[Note from moderator: Marta is correct that I was careless is posting Eduardo's message. It is not about category theory and is not part of any thread I am aware of. Any further discussion will not be on the list. Thanks.] Dear Eduardo, Is this part of a thread? Are we supposed to search the categories listings to look for what you are exactly referring to? Do you realize that in so doing we would be taken away from our work or from anything else we would rather be doing? MY guess is that your posting would have been rejected by the moderator had the author been someone else, and this for any of the following reasons. It contains no mathematics, there is no explicit mention of the context, and an anonymous text is quoted. Moreover, if this belongs to a thread, it is then not a very recent one and surely as a thread it must have expired. If moralizing is to be accepted in categories fro now on, I would offer my own advice. Do not write anything likely to create (further) divisions in categories. To mathematics, respond only with mathematics. Personal remarks - even if laudatory, ought to be forbidden. Although a response to a published posting, the moderator should reject this message. I would understand it perfectly! Best wishes, Marta
Date: Fri, 1 Apr 2011 14:55:51 -0300 From: edubuc@dm.uba.ar To: categories@mta.ca Subject: categories: on_ignorance
Concerning certain sarcastic answers given in this list to some trivial questions (trivial for the expert, but not trivial for the ignorant), I just read the following (I ignore the author):
"Productive stupidity means being ignorant by choice. Focusing on important questions puts us in the awkward position of being ignorant. One of the beautiful things about science is that it allows us to bumble along, getting it wrong time after time, and feel perfectly fine as long as we learn something each time.

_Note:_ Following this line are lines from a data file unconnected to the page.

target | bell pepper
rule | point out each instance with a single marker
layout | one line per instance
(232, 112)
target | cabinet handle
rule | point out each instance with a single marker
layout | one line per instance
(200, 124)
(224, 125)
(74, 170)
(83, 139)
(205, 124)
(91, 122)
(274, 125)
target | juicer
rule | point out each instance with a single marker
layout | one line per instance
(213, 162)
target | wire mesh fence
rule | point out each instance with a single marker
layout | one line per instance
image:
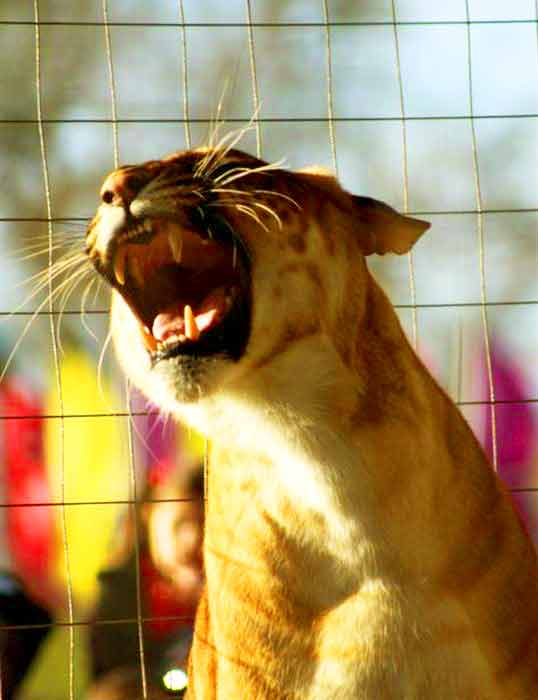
(432, 109)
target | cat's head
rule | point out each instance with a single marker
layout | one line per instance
(220, 263)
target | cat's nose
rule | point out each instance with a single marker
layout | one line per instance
(120, 188)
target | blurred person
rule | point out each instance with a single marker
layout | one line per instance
(170, 533)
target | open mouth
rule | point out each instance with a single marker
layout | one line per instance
(189, 288)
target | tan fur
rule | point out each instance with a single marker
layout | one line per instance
(358, 545)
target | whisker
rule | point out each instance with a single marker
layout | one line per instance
(270, 211)
(50, 297)
(250, 212)
(83, 300)
(100, 364)
(225, 179)
(279, 194)
(42, 281)
(75, 278)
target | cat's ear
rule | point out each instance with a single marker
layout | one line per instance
(383, 230)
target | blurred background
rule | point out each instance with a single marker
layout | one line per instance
(380, 91)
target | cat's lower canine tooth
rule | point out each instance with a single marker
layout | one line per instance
(119, 264)
(176, 246)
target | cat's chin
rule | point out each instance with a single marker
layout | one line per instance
(184, 379)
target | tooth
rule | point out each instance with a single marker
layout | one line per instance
(176, 246)
(119, 264)
(191, 329)
(135, 269)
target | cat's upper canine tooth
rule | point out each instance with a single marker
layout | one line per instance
(119, 264)
(176, 246)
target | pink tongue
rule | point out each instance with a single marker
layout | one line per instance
(171, 320)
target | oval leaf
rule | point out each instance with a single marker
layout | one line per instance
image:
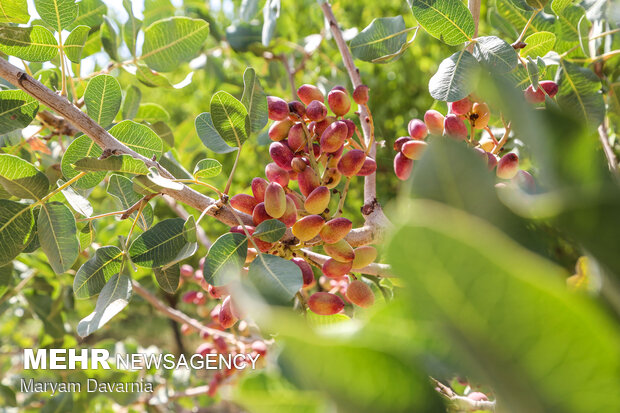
(225, 259)
(455, 78)
(94, 273)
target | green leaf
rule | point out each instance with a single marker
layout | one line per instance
(271, 230)
(131, 28)
(207, 168)
(580, 93)
(14, 11)
(131, 102)
(456, 77)
(34, 44)
(121, 163)
(230, 118)
(168, 277)
(161, 245)
(103, 99)
(255, 100)
(16, 229)
(225, 259)
(95, 273)
(171, 41)
(114, 296)
(77, 201)
(57, 235)
(276, 278)
(58, 14)
(384, 36)
(538, 44)
(189, 230)
(122, 188)
(448, 20)
(151, 112)
(74, 44)
(81, 147)
(138, 137)
(209, 136)
(109, 38)
(495, 54)
(271, 12)
(505, 313)
(21, 179)
(90, 13)
(17, 110)
(151, 78)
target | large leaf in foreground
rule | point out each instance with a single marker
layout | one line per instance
(57, 235)
(16, 229)
(113, 298)
(171, 41)
(17, 110)
(161, 245)
(505, 313)
(94, 273)
(276, 278)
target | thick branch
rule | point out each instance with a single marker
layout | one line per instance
(106, 141)
(380, 270)
(179, 316)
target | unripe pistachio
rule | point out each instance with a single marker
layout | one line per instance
(364, 256)
(460, 107)
(306, 271)
(279, 130)
(296, 138)
(276, 174)
(398, 143)
(402, 166)
(339, 102)
(298, 164)
(414, 149)
(455, 127)
(260, 214)
(534, 96)
(277, 108)
(297, 109)
(290, 213)
(434, 122)
(307, 93)
(360, 94)
(335, 230)
(275, 200)
(334, 136)
(340, 251)
(360, 294)
(325, 303)
(226, 317)
(281, 155)
(417, 129)
(331, 178)
(508, 166)
(335, 269)
(316, 111)
(368, 168)
(550, 87)
(308, 181)
(480, 115)
(318, 200)
(259, 185)
(244, 203)
(308, 227)
(351, 162)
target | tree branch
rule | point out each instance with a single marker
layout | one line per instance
(101, 137)
(372, 209)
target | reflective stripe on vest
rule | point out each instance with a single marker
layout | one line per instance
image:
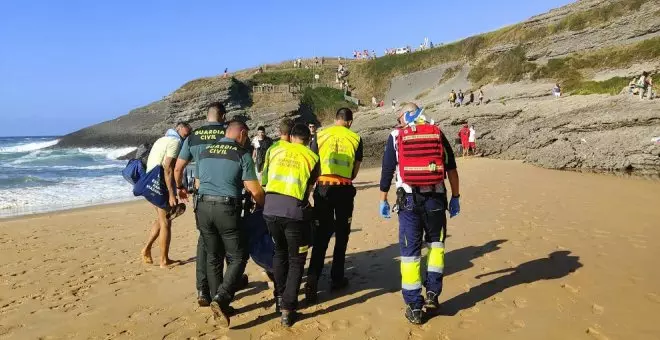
(337, 147)
(290, 166)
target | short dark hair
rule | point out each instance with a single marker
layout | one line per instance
(301, 131)
(344, 114)
(218, 106)
(183, 124)
(285, 126)
(237, 123)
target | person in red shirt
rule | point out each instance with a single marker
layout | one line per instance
(464, 134)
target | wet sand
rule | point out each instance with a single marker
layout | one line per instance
(535, 254)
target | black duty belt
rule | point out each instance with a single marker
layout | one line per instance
(220, 199)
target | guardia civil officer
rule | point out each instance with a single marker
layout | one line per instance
(225, 168)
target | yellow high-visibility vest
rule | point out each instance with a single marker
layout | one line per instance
(290, 166)
(337, 147)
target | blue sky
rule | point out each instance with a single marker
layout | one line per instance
(68, 64)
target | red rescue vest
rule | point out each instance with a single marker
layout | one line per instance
(421, 155)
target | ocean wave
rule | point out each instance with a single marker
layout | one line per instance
(109, 153)
(28, 147)
(69, 193)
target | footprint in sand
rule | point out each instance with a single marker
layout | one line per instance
(341, 324)
(570, 288)
(597, 309)
(517, 325)
(520, 302)
(653, 297)
(596, 334)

No doubt, this can be difficult for students who are accustomed to getting the answers right. No doubt, reasonable levels of confidence and emotional resilience help, but I think scientific education might do more to ease what is a very big transition: from learning what other people once discovered to making your own discoveries. The more comfortable we become with being stupid, the deeper we will wade into the unknown and the more likely we are to make big discoveries."